We start with each observation in its own cluster. Then, we merge the two closest clusters, and repeat until only one cluster remains.
Merging Clusters: How do we define the distance between two clusters?
-
Closest points (Single Link): Compute all pairwise distances between the observations in cluster A and the observations in cluster B, and record the closest distance.
-
Furthest points (Complete Link): Compute all pairwise distances between the observations in cluster A and the observations in cluster B, and record the furthest distance.
-
Average distance (Average Link): Compute all pairwise distances between the observations in cluster A and the observations in cluster B, and record the average distance.
-
Ward’s method: Merge the two clusters such that the increase in the SSE (sum of squared errors) is minimized. This is the same objective function that k-means tries to minimize!(Need to understand this)

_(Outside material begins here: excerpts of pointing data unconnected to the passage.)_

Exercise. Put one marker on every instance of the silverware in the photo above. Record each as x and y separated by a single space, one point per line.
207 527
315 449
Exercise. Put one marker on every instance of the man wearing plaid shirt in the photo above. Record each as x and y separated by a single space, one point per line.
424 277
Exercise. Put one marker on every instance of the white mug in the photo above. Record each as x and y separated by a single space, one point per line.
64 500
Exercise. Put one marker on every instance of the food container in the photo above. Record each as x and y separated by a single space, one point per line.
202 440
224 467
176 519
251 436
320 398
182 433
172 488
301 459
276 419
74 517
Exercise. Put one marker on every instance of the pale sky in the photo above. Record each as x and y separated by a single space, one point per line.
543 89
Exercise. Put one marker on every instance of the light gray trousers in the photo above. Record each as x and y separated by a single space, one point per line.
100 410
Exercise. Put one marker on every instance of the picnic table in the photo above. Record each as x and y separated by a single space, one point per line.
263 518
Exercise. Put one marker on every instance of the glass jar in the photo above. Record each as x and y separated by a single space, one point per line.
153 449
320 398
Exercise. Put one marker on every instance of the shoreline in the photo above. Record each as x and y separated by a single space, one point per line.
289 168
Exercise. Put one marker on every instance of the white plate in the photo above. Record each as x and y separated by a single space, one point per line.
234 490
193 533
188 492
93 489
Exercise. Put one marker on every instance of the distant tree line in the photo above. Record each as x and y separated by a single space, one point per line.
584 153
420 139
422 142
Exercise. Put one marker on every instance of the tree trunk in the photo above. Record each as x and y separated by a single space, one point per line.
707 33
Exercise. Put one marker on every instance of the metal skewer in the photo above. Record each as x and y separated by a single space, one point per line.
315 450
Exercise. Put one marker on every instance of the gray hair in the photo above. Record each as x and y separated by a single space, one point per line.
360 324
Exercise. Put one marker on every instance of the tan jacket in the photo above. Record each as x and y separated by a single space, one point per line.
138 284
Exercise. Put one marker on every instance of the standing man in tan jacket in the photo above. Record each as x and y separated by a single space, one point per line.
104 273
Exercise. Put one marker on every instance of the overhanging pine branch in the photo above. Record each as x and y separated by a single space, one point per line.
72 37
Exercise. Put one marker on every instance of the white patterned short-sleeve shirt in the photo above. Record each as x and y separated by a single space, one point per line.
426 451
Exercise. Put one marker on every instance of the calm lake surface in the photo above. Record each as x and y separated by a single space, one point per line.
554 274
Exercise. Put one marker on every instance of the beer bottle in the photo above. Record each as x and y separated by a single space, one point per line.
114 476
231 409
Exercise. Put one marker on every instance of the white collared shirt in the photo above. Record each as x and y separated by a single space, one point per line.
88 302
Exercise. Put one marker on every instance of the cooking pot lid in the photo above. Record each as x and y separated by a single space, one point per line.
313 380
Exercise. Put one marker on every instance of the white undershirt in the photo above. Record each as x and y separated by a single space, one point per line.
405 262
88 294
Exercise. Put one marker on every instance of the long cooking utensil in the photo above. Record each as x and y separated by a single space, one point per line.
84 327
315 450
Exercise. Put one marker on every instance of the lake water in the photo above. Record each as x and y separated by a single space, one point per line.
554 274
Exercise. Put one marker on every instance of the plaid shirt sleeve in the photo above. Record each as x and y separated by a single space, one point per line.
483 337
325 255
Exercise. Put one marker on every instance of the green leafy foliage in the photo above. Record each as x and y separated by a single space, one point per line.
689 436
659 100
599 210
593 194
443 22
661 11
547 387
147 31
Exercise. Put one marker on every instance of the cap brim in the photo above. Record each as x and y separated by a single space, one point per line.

Divisive: This is a “top-down” approach: All observations start in one cluster, and splits are performed recursively as one moves down the hierarchy. We start with all observations in the same cluster and calculate the distance matrix and after that we form a MST (Minimum spanning tree) and then we cut the tree at edges that have the largest distance till no edges are left.
Interview Questions
-
How do you select the select the number of clusters which are optimal? We have several methods to select the optimal number of clusters.
The most common method is the elbow method. In this method we plot the number of clusters on the x axis and the sum of squared distances of the points from the cluster centers on the y axis. We select the number of clusters where the curve starts to flatten out. This is the elbow point. We can also use the silhouette score to select the optimal number of clusters.
The silhouette score is a measure of how similar a point is to its own cluster compared to other clusters. The silhouette score is calculated as follows: \(s = \frac{b - a}{max(a,b)}\) Where \(a\) is the mean distance between a point and all other points in the same cluster and \(b\) is the mean distance between a point and all other points in the next nearest cluster. The silhouette score is between -1 and 1. A score of 1 means that the point is very similar to its own cluster and very dissimilar to other clusters. A score of 0 means that the point is on the boundary of two clusters. A score of -1 means that the point is assigned to the wrong cluster. We take the average silhouette score for all the points in the dataset and select the number of clusters that gives the highest average silhouette score.
Dendograms can also be used to select the optimal number of clusters. We draw 2 parallel horizontal lines and select the number of clusters where the distance between the two lines is the largest such that both the lines intersect the dendogram same number of times (Same number of clusters). __Ref__Q15
-
What is the of the following metrics do we have for finding Similarity/Dissimilarity between two clusters in hierarchical clustering?
- Single Linkage
- Complete Linkage
- Average Linkage
- Ward’s Method
-
Is it important to do feature scaling in K-Means?
Yes, it is important to do feature scaling in K-Means. If we do not do feature scaling then the features with larger values will dominate the distance metric. For example, if we have two features, age and income, then the distance will be dominated by income. So, we need to scale the features to bring them to a similar scale.
-
How is SSE (Sum of Squared Errors) calculated in Clusting and how it helps in deciding best clusters?
SSE is calculated as the sum of squared distance between each member of the cluster and its centroid. It is calculated as follows: $$ SSE = \sum_{i=1}^{n} (x_i - \mu_i)^2 $$ Where $$x_i$$ is the data point and $$\mu_i$$ is the centroid of the cluster. We try to minimize the SSE to get the best clusters. The SSE is minimized when the number of clusters is equal to the number of data points. So, we need to select the number of clusters such that the SSE is minimized but the number of clusters is not too large.